Posted by: Melanie | February 10, 2007 at 05:27 PM
Another note: I recently read your "Do Homeschooled Kids "Miss Out"? on the right sidebar, and it put into words the one missing piece that was still nagging at me. I let out a big sigh of recognition and relief at the end. Very well put!
Posted by: Melanie | February 10, 2007 at 05:37 PM
Melanie, I'm so glad you liked the post. Your comments on the yahoo group really made me think because I have experienced both sides as well -- over-asking and over-controlling. It can be hard to find balance and the balance is always changing as JoVE mentions with her older daughter [thanks!].
I must give Stephanie credit for the post "Do Homeschooled Kids Miss Out" -- she's the author of that great post!
Posted by: Marjorie | February 12, 2007 at 09:36 AM
Thanks for sharing these thoughts. I'm not an unschooler, so forgive me there...but it seems like some of the basic issues are the same for everyone.
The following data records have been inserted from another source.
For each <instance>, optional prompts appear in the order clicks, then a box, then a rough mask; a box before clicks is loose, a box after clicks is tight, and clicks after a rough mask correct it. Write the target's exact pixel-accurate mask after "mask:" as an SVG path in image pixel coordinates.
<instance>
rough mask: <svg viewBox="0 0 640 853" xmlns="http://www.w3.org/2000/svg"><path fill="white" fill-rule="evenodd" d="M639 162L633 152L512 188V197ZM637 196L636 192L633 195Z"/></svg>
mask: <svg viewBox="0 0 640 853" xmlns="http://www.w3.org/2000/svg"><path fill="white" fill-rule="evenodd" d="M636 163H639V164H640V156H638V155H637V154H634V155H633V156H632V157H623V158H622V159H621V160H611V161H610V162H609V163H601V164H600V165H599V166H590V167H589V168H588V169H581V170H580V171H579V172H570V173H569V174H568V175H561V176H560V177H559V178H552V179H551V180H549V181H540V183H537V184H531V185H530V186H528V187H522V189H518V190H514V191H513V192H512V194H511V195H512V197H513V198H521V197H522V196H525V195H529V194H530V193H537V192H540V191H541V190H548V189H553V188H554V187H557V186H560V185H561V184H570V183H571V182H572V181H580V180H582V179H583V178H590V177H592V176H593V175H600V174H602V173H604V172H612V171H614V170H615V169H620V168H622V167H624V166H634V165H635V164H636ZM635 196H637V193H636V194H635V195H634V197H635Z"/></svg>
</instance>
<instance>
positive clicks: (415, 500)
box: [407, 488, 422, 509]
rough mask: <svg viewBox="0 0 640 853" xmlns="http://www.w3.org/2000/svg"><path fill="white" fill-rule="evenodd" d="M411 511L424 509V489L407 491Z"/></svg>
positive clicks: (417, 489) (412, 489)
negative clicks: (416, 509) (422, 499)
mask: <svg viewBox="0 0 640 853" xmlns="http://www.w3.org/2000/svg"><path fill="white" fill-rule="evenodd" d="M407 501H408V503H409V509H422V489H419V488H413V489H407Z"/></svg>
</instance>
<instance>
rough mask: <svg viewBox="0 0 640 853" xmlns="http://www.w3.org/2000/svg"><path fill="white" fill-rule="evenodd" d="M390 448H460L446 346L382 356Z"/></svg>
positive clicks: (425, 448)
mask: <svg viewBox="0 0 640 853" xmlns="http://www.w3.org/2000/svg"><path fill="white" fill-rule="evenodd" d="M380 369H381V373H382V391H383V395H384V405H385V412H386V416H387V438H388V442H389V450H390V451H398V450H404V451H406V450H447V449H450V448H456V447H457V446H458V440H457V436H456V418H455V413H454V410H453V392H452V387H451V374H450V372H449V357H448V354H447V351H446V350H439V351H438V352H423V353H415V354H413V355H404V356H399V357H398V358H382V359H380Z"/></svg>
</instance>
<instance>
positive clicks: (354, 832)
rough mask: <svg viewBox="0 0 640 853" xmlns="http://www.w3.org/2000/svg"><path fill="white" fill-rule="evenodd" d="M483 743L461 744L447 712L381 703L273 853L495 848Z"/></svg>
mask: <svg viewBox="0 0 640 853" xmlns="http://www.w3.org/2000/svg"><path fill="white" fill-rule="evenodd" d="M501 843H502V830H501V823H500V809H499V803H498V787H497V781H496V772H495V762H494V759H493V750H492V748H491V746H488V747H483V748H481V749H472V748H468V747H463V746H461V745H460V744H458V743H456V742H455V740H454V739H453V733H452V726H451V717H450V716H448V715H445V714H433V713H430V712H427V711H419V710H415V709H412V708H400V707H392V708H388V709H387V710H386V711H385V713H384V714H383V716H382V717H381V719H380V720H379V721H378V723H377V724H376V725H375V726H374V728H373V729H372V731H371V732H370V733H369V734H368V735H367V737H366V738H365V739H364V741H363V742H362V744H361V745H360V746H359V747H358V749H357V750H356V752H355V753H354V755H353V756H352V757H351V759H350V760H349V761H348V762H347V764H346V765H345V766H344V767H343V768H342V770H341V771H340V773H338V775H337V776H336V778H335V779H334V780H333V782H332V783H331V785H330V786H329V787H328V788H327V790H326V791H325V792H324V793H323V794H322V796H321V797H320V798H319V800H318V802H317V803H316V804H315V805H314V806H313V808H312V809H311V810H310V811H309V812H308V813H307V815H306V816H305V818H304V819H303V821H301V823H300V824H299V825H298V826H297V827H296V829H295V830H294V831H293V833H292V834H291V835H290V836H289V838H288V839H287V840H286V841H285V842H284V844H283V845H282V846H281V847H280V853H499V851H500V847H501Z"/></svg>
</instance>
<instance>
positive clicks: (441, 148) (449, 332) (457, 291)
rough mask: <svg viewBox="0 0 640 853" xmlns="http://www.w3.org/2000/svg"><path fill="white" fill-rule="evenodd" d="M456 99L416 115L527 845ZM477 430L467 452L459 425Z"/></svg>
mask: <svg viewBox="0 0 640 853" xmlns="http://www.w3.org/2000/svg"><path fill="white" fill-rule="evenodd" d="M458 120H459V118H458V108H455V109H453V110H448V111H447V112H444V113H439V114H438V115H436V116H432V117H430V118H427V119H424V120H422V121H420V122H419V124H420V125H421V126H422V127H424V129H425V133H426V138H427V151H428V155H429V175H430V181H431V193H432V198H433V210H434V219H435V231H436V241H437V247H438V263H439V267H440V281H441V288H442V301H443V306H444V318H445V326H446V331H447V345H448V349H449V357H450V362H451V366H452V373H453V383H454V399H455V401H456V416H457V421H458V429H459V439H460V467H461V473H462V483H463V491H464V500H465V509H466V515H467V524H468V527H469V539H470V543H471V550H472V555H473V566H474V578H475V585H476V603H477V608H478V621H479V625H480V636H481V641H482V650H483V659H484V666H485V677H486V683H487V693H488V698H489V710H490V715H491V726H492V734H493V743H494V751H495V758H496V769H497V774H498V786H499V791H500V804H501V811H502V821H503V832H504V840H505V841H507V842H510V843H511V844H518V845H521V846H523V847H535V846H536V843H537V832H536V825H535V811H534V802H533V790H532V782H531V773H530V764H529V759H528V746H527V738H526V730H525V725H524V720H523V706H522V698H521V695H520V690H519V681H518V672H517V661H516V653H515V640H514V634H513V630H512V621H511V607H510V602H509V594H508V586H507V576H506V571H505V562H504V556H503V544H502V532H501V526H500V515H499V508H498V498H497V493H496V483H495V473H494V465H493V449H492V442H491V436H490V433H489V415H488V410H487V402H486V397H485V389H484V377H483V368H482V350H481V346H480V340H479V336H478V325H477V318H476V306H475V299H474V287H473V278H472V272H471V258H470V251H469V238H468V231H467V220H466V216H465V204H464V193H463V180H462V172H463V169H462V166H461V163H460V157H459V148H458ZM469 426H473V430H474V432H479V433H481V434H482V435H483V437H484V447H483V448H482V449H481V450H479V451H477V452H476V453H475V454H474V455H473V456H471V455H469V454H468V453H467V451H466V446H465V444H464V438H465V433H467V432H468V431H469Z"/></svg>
I read a lot of comments from parents worrying about whether their children are having "fun" or make occasional comments about wanting to go to school, whether or not they've ever been.
I think we all want to prove to the world, our children and even ourselves that what we are doing is the "right" thing and don't always trust our instincts and our relationship with our child. I think this is an area where it is natural for all of our insecurities to come out. I was getting frustrated because my daughter repeatedly talks about how much she does not like school. One day it dawned on me to talk to her about what exactly she didn't like. It came out that of all the things we did in a day, she didn't like the little bit of copywork she was required to do for handwriting. She didn't even consider the rest of it "school." That was just playing for her because she loves it.
Posted by: Dana | February 13, 2007 at 11:22 PM
Hi Dana, thanks for your comment! I hope you were kidding with your comment about unschooling. I consider myself an unschooler because its working for us right now. I'm sure many others would not consider me an unschooler because I'm not completely child-directed and we have our share of limits in our household and I definitely steer my kids towards certain activities. To many 'unschooling' means simply not being in school, to others, its a discrete dogma. To me, I guess it just means I'm flying solo at the moment, without any particular structure or curriculum or philosophy or approach at the moment and we're just seeing what happens. I don't expect that things will always be this way.
You made an excellent point about asking questions rather than assuming we know what our child means. Thanks again.